If you’ve  ever tried learning a foreign language you will know that idioms or figures of speech can make life a bit difficult. People with autism spectrum disorder (ASD) often feel like they have arrived in a foreign land, where the language and unwritten rules are confusing and frustrating. They are usually literal or concrete thinkers.

If you take a phrase which has a non-literal meaning, an idiom, such as ‘I’m going to hit the sack’ (meaning I’m going to bed) a person with ASD may look around for the bag you’re about to hit. They are constantly struggling with what they perceive as ridiculous and unnecessary turns of phrase.

It crosses my mind that they must be particularly pinged off with poets and creative writers such as myself, who find it very difficult to live without figurative speech – the use of metaphors, symbols, allusions and other essential tools of the craft. This is just one of many ironies I find myself confronted with as the mother of a boy with ASD.

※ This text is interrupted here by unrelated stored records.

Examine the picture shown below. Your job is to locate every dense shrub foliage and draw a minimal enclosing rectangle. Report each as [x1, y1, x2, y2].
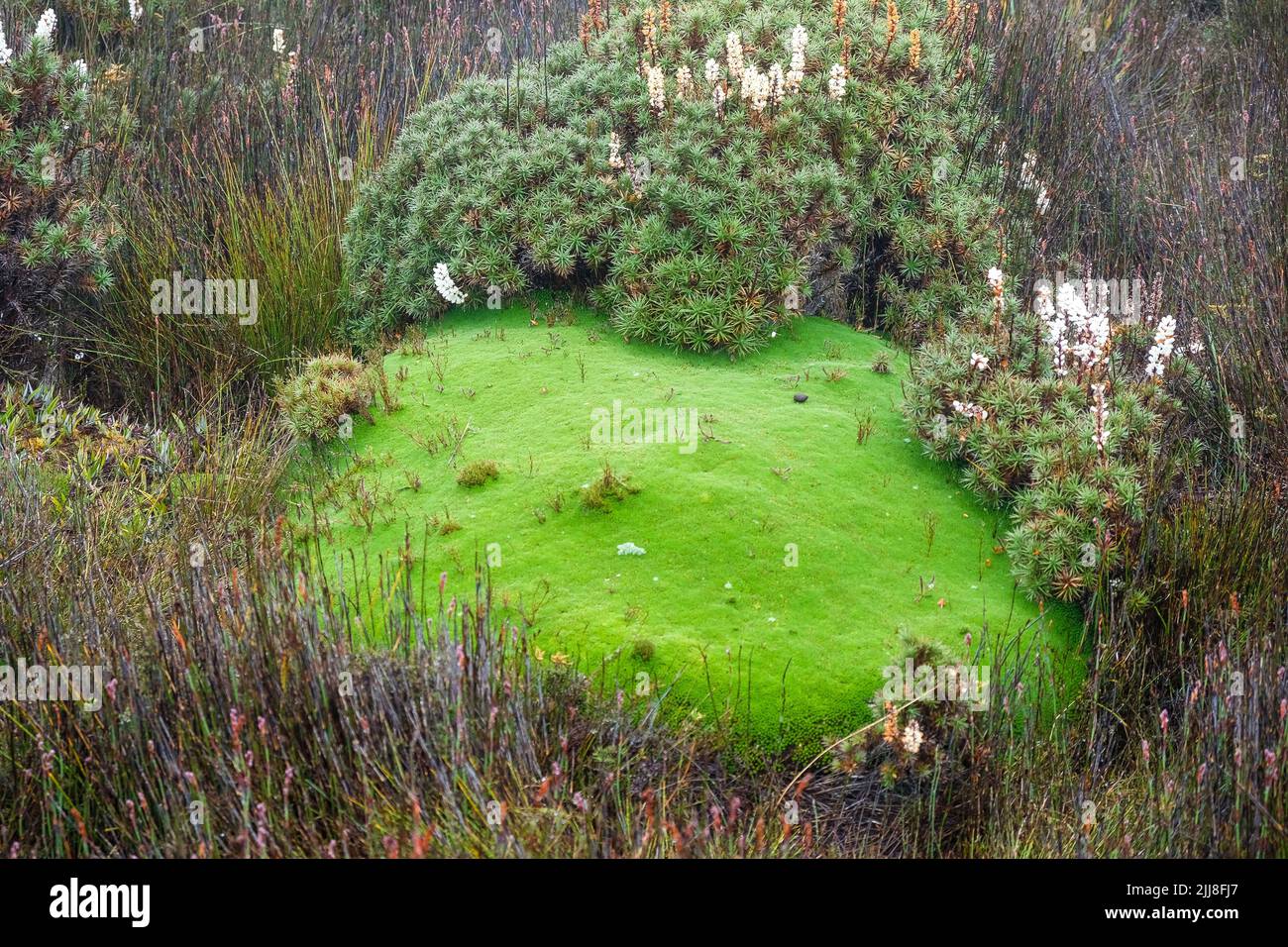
[345, 0, 996, 355]
[0, 12, 116, 378]
[905, 270, 1205, 600]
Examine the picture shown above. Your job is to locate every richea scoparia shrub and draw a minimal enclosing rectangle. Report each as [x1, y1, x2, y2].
[277, 353, 376, 441]
[344, 0, 996, 356]
[905, 268, 1194, 601]
[0, 10, 124, 378]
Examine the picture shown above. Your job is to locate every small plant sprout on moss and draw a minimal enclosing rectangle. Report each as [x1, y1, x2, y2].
[456, 460, 499, 487]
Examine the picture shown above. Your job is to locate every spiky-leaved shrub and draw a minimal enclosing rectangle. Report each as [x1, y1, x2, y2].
[277, 353, 376, 441]
[0, 10, 115, 378]
[345, 0, 995, 355]
[905, 270, 1184, 601]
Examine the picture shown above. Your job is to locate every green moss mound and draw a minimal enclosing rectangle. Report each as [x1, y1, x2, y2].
[294, 300, 1081, 753]
[344, 0, 996, 356]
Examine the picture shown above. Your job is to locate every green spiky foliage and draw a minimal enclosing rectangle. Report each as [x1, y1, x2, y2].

You may think my title relates to how I feel sometimes about my son when not all goes to plan. In fact it is the reverse. I drive him up the wall with my particular way of speaking and my consistent inaccuracies. Michael has to frequently correct his poor mother, who is a fool for making so many mistakes of such an obvious nature. My most common mistake and one which happens on a daily basis relates to the clock. This is an example of concrete thinking.

I come from a family where expressions such as ‘that’s a bit slap dash but it’ll do’ and ‘near enough is good enough’ and ‘she’ll be right mate’ were commonly thrown around in a haphazard, yet humorous manner. This type of attitude is anathema to someone with ASD. When it came to saying what time it was, we were often found guilty of rounding off our minutes – shock, horror! To Michael’s consternation I still round off my minutes. A typical conversation goes like this:

Tessa says ‘What time is it mummy?’

I say ‘5.30 darling’

Michael responds with exasperation  ‘It’s not 5.30, it’s 5.28’.

Mum’s wrong again – silly woman!  I guess I’ll just have to ‘take it on the chin’ as I sure don’t want to ‘get a chip on my shoulder’.